Kylian,
À la demande d’un ami et frère journaliste avec qui j’échange depuis longtemps sur ton évolution, je t’écris ces lignes. Je sais que tu es intelligent, talentueux et que tu possèdes une belle âme. Il y a quelques années, je lui confiais que ton style de jeu, si explosif et exigeant, finirait par présenter l’addition plus tôt que prévu. Non par fatalité, mais par logique biologique.
Avant tout, il faut comprendre ce qu’est un ligament. Suis pas médecin mais parent de médecin (frère, fils, cousin…)
Un ligament est une bande de tissu fibreux, très résistante, qui relie un os à un autre au niveau d’une articulation. Ce n’est pas lui qui produit le mouvement : mais il le guide, le stabilise, le sécurise. Au genou, plusieurs ligaments travaillent ensemble, notamment le ligament collatéral latéral, situé sur la face externe.
Son rôle est d’empêcher le genou de s’ouvrir vers l’extérieur et de contrôler les mouvements latéraux brusques. Exactement ceux que répète un attaquant de ton profil des dizaines de fois par match. Je pense à Djibril Cissé qui a eu des pépins aussi.
Le problème n’est pas forcément un choc spectaculaire. Le problème, c’est l’accumulation.
Ton jeu est fondé sur la vitesse pure, la tonicité explosive, la répétition d’appuis courts et violents. Tu attaques en ligne droite, tu casses le rythme, tu repars. Chaque changement de direction impose une contrainte énorme au genou. Chaque crochet extérieur sollicite précisément ce ligament.
Ton style repose moins sur la feinte lente ou la mésinformation subtile que sur la percussion. Là où certains joueurs manipulent le regard et le tempo — je pense à Lionel Messi, Neymar, Yaya Touré, Amad Diallo ou encore Abdoulaye Traoré dit Ben Badi — tu passes toi Kylian par l’explosion.
Même lorsque l’angle semble fermé, tu accélères plus fort, plus vite, plus puissamment. Là où d’autres désorientent, toi tu percutes.
C’est une arme redoutable. Mais c’est aussi une mécanique extrêmement coûteuse pour les appuis, les muscles et les ligaments.
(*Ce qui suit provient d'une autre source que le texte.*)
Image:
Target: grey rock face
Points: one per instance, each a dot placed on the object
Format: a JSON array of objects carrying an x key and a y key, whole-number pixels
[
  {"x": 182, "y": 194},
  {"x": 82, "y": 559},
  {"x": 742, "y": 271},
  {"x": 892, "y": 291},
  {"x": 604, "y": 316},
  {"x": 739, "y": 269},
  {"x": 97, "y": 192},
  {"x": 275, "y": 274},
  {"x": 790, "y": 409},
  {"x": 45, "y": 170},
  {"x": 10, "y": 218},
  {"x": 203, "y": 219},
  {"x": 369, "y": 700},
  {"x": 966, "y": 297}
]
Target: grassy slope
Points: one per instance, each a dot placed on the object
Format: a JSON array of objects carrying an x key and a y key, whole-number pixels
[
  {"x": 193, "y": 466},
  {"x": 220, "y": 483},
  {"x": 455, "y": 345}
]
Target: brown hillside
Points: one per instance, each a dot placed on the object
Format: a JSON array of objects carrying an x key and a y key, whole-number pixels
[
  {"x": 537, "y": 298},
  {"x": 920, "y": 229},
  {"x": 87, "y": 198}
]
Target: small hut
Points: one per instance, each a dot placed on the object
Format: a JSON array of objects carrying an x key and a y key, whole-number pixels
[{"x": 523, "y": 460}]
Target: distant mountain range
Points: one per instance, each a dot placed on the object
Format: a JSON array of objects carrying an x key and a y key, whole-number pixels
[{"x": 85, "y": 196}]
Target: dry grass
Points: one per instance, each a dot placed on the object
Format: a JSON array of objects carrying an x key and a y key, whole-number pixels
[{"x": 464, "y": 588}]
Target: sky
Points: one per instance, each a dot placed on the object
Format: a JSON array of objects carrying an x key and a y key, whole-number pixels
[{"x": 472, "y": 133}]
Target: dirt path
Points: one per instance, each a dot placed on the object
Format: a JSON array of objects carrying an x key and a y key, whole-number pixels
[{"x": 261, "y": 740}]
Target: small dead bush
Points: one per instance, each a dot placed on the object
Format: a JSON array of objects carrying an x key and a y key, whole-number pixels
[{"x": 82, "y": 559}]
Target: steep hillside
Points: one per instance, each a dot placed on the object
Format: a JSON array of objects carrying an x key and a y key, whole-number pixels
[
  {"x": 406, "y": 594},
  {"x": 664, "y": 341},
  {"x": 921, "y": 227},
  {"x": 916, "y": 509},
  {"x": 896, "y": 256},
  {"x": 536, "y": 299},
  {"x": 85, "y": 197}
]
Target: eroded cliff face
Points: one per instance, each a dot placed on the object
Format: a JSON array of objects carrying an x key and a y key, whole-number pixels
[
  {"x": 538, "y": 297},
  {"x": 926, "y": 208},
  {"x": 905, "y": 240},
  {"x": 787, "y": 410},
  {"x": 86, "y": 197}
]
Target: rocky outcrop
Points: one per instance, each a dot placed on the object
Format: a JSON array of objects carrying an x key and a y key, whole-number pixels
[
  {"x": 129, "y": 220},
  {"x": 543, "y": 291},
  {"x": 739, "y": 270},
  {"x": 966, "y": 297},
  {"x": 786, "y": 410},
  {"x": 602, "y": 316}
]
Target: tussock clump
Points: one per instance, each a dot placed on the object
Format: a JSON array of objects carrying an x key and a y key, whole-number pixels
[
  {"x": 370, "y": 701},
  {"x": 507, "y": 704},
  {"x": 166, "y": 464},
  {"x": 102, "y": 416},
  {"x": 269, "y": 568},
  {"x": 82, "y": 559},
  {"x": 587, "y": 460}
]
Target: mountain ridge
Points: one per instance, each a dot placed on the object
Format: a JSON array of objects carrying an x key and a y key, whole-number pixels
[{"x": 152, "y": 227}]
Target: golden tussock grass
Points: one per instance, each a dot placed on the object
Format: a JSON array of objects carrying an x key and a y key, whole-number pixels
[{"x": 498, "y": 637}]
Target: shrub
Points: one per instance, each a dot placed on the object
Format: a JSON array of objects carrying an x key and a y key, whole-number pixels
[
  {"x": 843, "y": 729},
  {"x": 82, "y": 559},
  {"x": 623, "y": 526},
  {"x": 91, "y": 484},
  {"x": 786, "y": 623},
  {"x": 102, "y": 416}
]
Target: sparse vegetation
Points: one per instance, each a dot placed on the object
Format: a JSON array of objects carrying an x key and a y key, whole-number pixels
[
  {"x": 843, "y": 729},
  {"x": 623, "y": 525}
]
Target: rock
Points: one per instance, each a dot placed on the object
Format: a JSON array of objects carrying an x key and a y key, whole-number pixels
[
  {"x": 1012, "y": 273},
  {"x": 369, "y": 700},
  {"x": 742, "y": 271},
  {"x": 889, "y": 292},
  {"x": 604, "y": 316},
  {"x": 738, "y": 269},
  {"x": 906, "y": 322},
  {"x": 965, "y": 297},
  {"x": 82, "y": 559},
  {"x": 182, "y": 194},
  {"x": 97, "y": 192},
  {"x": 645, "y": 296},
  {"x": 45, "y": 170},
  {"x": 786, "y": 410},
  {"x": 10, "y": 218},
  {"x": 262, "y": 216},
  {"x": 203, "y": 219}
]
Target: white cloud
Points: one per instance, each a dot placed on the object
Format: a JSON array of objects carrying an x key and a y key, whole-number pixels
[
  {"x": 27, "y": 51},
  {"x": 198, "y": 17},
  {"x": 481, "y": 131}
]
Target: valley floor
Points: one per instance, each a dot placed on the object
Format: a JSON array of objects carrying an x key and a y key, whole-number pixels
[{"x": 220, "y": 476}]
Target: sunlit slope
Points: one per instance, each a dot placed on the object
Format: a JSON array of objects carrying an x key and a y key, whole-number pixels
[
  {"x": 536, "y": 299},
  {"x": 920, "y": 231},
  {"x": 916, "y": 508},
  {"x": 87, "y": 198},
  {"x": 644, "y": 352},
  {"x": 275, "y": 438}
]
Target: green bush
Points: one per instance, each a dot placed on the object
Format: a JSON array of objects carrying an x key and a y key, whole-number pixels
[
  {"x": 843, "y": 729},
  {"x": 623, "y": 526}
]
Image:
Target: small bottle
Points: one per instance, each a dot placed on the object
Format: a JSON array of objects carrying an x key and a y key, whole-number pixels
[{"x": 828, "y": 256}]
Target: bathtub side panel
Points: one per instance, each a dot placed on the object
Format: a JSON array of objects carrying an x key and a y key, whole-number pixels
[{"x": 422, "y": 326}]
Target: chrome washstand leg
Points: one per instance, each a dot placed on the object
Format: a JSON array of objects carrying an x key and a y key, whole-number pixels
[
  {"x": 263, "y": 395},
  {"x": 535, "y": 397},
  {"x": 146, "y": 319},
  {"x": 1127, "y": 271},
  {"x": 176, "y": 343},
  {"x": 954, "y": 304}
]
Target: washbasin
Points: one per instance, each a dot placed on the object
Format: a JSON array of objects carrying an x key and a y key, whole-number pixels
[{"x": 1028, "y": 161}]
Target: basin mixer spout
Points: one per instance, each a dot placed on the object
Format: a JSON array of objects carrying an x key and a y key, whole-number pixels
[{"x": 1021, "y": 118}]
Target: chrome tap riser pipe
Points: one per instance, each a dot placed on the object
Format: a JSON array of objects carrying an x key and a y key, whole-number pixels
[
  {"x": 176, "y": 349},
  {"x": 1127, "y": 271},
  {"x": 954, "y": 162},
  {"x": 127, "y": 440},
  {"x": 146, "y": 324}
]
Depuis des années, tu multiplies les sprints à haute intensité, les freinages brutaux, les extensions maximales. Mais un ligament n’aime ni la répétition excessive ni l’inflammation chronique. Et le haut niveau, tu le sais, essore. Il paie cher, mais il se rembourse parfois au prix du corps.
Il n’y a pas de sentiment dans cette industrie. On peut continuer à jouer avec une lésion légère. Ce n’est pas grave. C’est même rien du tout diront certains. Les valeureux médecins travaillent avec le corps du joueur, ils travaillent même parfois pour ce corps. Mais ils travaillent d’abord pour le club.
Or continuer malgré une lésion légère entretient un cercle vicieux : douleur, compensation musculaire, surcharge, nouvelle irritation.
Ton repos n’est pas un luxe. Il est une nécessité biologique.
Je te souhaite non pas un prompt mais un total et serein rétablissement. Prends le temps de guérir complètement. Le football ira toujours vite, mais ta santé doit aller plus loin que lui.
À huit mois de tes 28 ans, tu n’es pas vieux. Mais parce que tu as été précoce et sollicité très tôt comme un sprinteur permanent, les petits pépins apparaissent plus tôt que chez d’autres. Le ligament est rancunier : il finit toujours par présenter la facture.
Ce n’est pas alarmant. C’est un signal.
Si tu veux continuer à écrire ta fabuleuse histoire au plus haut niveau, que ce soit au Real ou avec les Bleus, il te faut entendre ce message. Non pas renoncer à ta vitesse — elle est ta signature — mais apprendre à la gérer.
Chez les très grands, la véritable maîtrise ne consiste pas seulement à accélérer plus fort que les autres, mais à savoir quand lever le pied pour durer.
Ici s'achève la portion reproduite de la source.